Pour les uns, tout vient du piratage. La numérisation, les graveurs, le P2P et les hauts débits ont pour principal effet de faciliter la copie à l’identique et sans limite. L’aubaine est trop belle pour les consommateurs, dont beaucoup ne résistent pas à la tentation. Il s’agit donc d’un choc exogène, venu de la technique, dans un secteur dont les fondamentaux étaient sains. Il faut donc répondre à la technique par la technique (le DRM), et aux humaines dérives par un ferme rappel à l’ordre (la loi et la justice).

Pour les autres, la copie et l’échange de fichiers musicaux sont des symptômes et non la cause. D’une part, la numérisation transforme la chaîne de valeur (en termes économiques, la fonction de production) de l’industrie musicale – notamment dans la distribution, dont les coûts marginaux deviennent quasi-nuls. D’autre part, la demande qui s’adresse à cette industrie, et plus profondément encore les pratiques culturelles, la manière d’« être en musique », le rapport entre l’œuvre et son public, la notion d’auteur… changent aussi.
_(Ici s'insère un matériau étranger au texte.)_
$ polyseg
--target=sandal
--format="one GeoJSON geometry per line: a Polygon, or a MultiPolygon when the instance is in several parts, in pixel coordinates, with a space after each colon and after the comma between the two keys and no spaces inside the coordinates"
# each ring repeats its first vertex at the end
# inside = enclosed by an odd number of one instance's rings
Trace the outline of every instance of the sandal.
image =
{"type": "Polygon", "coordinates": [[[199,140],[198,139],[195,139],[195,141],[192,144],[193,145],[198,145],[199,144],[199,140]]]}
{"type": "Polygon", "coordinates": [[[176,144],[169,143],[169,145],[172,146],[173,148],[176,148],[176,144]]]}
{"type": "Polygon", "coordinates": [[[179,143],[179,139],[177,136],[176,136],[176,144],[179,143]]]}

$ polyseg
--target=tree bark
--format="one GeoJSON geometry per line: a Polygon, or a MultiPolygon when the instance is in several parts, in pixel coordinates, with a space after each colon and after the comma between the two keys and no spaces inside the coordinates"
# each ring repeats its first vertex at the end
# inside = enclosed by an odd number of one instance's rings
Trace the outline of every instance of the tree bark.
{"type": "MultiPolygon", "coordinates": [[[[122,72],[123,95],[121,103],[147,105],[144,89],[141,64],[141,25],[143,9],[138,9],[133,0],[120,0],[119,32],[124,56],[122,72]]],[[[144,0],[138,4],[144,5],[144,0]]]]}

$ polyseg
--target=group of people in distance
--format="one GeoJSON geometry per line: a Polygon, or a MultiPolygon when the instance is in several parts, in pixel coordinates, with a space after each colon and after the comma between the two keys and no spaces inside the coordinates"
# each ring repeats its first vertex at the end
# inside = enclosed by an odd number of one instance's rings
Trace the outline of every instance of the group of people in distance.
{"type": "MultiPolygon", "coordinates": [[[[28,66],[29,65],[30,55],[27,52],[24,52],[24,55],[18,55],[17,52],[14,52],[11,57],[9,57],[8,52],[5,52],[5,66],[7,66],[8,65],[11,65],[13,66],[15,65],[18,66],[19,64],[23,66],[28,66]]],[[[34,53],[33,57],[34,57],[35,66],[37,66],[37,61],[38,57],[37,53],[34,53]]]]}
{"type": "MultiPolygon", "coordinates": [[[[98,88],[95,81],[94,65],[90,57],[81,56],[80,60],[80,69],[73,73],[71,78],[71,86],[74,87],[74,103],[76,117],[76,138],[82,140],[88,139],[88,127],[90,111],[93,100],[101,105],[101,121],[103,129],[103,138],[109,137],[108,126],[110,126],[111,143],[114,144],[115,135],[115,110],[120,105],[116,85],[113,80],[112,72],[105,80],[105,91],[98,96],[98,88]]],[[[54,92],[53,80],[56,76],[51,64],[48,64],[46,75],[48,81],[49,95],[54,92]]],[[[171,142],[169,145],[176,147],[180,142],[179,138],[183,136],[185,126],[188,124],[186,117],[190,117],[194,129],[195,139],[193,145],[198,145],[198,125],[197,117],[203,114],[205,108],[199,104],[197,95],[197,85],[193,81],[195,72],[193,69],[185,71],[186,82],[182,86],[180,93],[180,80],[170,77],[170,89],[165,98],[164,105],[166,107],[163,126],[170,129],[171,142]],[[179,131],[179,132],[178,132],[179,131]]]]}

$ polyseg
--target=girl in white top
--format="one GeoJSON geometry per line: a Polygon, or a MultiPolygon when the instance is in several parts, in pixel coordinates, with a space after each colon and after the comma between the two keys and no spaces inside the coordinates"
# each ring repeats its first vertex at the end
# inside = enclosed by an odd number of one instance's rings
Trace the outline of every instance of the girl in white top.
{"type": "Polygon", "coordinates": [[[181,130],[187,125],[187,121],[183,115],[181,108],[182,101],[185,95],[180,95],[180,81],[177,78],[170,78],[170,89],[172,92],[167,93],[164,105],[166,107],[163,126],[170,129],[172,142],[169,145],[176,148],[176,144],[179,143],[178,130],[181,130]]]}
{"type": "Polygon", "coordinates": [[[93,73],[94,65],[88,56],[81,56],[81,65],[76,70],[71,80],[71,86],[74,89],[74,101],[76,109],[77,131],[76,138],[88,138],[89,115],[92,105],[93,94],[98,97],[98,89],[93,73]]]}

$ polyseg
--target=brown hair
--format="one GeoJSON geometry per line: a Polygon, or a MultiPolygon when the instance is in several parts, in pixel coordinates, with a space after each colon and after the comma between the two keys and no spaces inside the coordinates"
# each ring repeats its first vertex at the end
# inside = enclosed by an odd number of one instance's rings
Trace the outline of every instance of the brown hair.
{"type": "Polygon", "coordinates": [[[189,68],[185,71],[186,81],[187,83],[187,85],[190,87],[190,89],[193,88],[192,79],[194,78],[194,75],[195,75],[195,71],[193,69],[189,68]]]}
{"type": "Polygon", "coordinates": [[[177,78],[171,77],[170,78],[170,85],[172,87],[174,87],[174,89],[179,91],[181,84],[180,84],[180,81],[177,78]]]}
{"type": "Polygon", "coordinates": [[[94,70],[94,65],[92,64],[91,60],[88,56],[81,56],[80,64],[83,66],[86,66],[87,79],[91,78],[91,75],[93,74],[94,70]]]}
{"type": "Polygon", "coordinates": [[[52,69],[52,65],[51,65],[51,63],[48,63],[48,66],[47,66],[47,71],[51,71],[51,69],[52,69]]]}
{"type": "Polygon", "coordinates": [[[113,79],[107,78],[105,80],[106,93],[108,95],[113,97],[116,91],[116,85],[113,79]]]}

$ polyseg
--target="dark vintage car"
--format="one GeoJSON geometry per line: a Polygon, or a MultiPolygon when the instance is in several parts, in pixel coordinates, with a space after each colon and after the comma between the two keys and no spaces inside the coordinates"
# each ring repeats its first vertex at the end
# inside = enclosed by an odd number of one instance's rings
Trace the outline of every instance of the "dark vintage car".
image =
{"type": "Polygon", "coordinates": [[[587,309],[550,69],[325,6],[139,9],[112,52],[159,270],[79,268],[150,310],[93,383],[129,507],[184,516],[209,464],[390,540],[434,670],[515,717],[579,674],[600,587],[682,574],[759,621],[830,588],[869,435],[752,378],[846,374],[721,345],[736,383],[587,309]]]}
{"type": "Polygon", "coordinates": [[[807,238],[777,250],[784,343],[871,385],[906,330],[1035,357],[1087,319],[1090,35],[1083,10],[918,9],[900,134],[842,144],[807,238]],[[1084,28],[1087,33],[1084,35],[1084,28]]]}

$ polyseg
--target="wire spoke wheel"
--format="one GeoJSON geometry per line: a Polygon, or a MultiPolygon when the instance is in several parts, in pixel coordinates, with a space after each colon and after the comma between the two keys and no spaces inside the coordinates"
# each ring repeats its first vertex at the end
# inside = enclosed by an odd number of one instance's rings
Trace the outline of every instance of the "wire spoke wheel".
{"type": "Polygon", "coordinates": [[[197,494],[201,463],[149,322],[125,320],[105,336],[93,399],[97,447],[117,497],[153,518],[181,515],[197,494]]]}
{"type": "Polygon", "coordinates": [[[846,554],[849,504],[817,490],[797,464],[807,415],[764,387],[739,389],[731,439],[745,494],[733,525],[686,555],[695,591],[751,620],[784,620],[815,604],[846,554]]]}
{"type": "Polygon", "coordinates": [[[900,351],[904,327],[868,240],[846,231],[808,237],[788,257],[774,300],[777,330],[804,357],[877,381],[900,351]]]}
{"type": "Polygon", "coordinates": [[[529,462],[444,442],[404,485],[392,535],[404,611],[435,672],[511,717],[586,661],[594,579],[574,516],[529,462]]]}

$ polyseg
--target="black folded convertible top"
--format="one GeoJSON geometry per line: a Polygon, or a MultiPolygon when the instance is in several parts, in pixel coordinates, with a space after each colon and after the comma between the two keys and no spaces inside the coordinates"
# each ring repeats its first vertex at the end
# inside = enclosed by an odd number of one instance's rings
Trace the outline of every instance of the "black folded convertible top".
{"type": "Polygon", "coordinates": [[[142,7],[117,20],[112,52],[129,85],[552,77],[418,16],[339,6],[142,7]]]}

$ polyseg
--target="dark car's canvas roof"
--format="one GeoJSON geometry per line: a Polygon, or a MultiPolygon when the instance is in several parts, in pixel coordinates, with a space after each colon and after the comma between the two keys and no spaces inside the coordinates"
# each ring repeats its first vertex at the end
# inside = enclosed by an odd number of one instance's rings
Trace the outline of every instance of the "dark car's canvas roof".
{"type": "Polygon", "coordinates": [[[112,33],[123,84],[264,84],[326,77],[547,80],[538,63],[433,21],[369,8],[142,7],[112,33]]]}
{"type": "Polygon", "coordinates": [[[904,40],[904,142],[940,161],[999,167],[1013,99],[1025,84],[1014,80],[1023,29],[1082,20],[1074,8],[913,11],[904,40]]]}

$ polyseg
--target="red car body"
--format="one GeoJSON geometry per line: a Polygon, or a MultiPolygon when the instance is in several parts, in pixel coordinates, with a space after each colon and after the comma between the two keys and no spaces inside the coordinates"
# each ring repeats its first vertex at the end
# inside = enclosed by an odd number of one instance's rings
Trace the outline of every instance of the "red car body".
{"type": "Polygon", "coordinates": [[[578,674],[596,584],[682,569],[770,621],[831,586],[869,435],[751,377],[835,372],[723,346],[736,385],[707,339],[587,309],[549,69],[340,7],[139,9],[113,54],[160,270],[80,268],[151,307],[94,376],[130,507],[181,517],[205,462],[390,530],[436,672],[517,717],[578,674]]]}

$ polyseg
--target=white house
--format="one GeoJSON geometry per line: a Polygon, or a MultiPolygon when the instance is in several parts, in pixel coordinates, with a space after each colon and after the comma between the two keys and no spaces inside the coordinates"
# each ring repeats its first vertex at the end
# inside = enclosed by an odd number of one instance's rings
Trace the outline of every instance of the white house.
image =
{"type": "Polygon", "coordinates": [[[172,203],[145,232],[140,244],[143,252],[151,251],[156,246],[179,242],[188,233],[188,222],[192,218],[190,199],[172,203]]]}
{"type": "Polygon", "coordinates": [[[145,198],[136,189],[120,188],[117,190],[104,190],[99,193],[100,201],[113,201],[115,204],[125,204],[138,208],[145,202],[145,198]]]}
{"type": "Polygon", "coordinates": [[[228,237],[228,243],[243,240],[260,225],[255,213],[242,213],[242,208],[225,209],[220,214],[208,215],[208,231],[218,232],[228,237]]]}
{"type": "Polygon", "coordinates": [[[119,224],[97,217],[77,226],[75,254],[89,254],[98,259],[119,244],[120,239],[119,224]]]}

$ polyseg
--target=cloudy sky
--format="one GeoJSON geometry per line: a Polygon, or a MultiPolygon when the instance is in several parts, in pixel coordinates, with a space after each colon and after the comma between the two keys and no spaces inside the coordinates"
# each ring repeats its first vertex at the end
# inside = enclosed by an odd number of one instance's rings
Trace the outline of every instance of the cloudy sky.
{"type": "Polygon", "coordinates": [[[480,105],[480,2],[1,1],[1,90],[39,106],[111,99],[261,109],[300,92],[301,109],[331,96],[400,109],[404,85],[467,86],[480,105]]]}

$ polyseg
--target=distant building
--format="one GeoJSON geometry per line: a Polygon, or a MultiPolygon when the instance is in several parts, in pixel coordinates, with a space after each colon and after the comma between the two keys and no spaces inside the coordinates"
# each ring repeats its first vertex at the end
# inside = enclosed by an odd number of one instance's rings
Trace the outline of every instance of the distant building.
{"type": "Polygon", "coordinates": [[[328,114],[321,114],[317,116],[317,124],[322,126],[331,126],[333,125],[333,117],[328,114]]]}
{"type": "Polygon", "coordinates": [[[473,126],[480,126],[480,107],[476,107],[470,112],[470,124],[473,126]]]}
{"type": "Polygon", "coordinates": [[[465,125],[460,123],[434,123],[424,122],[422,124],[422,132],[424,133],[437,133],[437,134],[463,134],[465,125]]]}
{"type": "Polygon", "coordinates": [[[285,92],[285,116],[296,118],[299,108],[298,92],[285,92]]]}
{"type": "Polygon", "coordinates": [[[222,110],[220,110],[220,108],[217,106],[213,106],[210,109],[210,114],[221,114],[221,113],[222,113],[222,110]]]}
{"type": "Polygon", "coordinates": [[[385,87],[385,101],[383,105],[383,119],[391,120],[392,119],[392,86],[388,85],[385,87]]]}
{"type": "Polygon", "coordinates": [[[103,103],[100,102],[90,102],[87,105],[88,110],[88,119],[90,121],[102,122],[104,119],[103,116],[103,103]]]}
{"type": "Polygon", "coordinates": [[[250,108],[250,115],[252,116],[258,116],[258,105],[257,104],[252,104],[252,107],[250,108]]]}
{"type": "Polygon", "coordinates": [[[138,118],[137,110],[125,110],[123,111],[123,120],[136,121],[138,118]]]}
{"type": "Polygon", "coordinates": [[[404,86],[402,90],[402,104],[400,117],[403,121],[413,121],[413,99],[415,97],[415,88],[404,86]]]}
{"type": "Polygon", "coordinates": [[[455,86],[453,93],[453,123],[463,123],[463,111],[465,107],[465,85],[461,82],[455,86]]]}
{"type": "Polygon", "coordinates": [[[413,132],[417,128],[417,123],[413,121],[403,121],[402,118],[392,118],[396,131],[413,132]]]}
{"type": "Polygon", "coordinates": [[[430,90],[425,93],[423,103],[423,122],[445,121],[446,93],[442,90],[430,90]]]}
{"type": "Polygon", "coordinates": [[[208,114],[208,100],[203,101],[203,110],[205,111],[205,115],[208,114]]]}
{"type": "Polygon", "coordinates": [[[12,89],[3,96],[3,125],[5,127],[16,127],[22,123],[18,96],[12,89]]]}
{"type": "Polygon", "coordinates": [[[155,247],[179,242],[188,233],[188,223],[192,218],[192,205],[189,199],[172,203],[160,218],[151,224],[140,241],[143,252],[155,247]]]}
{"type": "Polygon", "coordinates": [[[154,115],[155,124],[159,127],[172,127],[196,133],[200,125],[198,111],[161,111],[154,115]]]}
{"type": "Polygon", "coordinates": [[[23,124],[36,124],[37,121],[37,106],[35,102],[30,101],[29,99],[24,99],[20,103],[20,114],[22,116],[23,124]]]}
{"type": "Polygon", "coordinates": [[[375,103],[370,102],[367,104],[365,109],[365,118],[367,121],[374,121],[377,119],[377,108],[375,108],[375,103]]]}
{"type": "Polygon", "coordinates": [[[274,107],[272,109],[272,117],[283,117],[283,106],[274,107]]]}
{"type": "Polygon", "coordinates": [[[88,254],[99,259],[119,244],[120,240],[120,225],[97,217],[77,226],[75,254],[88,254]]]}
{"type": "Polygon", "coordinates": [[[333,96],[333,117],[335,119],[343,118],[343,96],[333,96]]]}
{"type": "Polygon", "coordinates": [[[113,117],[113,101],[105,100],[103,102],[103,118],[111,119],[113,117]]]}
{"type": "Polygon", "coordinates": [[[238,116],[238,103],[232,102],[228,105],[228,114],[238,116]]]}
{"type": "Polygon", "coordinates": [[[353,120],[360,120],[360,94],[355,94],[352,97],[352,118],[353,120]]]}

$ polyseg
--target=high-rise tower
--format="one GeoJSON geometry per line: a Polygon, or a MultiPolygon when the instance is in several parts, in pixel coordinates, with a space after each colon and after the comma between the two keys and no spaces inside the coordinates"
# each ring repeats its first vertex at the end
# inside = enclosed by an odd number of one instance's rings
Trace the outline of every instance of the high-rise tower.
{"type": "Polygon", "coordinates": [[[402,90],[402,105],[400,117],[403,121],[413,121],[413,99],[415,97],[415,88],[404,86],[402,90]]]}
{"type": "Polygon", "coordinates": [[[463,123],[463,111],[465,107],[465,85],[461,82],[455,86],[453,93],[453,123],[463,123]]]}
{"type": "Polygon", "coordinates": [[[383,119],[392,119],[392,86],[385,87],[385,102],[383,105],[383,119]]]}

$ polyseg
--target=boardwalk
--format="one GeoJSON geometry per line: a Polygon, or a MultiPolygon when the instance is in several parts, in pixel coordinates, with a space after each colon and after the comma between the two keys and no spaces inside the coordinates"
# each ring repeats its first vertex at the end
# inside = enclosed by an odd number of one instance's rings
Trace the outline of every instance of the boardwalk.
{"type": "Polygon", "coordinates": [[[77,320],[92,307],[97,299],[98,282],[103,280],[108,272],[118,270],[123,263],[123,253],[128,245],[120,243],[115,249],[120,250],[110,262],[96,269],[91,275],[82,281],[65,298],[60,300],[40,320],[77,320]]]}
Transformation de la demande, transformation de la chaîne de valeur : autant dire qu’il s’agit d’une révolution et que, si l’on admet cette analyse, il est inefficace de réagir en cherchant simplement à revenir à la situation antérieure, par la technique, la loi ou la fiscalité.

En janvier 2004, l’étude « Les enjeux économiques de la distribution de contenus », réalisée par le Cerna, sous la direction d’Olivier Bomsel, proposait une analyse économique et un remède très simples : rien d’autre que la gratuité de l’usage des réseaux haut débit n’explique la baisse des ventes de disques ; la loi doit donc corriger cette aberration temporaire en contraignant les fournisseurs d’accès internet à tarifer le trafic montant ( upload ) sur le réseau.

Il nous a semblé que cette étude était contestable, tant dans ses méthodes que dans son analyse ; qu’elle occultait la réalité d’une transformation économique profonde des industries culturelles ; qu’elle ne se préoccupait nullement d’un changement de la demande, comme si le consommateur n’était qu’un voleur en puissance qu’on devait contraindre à payer ; et qu’enfin, les dégâts collatéraux que pouvait occasionner la mise en œuvre de la mesure préconisée par le Cerna seraient sans doute pires que le mal qu’il s’agit de combattre.

Mais à une étude économique, il fallait une réponse d’économistes. C’est ce que proposent aujourd’hui Marc Bourreau, Nicolas Curien, Michel Gensollen et Laurent Gille. Au départ engagée sous la forme d’une réponse à l’étude du Cerna, leur contribution s’est transformée en une réflexion sur les questions de fond que pose la copie aux industries musicales : quelle influence a-t-elle réellement sur la baisse des ventes de supports physiques ? S’agit-il d’un simple effet d’aubaine lié à la technique, ou ne traduit-elle pas plutôt une transformation radicale de l’économie des industries culturelles et du fonctionnement des marchés ? Est-il devenu impossible de valoriser la création et l’édition, ou bien la valeur se déplace-t-elle ailleurs ? Pourquoi est-il vain de chercher à revenir à la situation antérieure ?

La conclusion des auteurs est sans appel : « La proposition de taxer l’upload pour rétablir la rivalité des biens culturels et pour transformer l’internet en média de masse va exactement à l’encontre de ce qu’il faut faire. »

Dans l’intérêt du débat public, nous sommes heureux et fiers de vous livrer cette étude.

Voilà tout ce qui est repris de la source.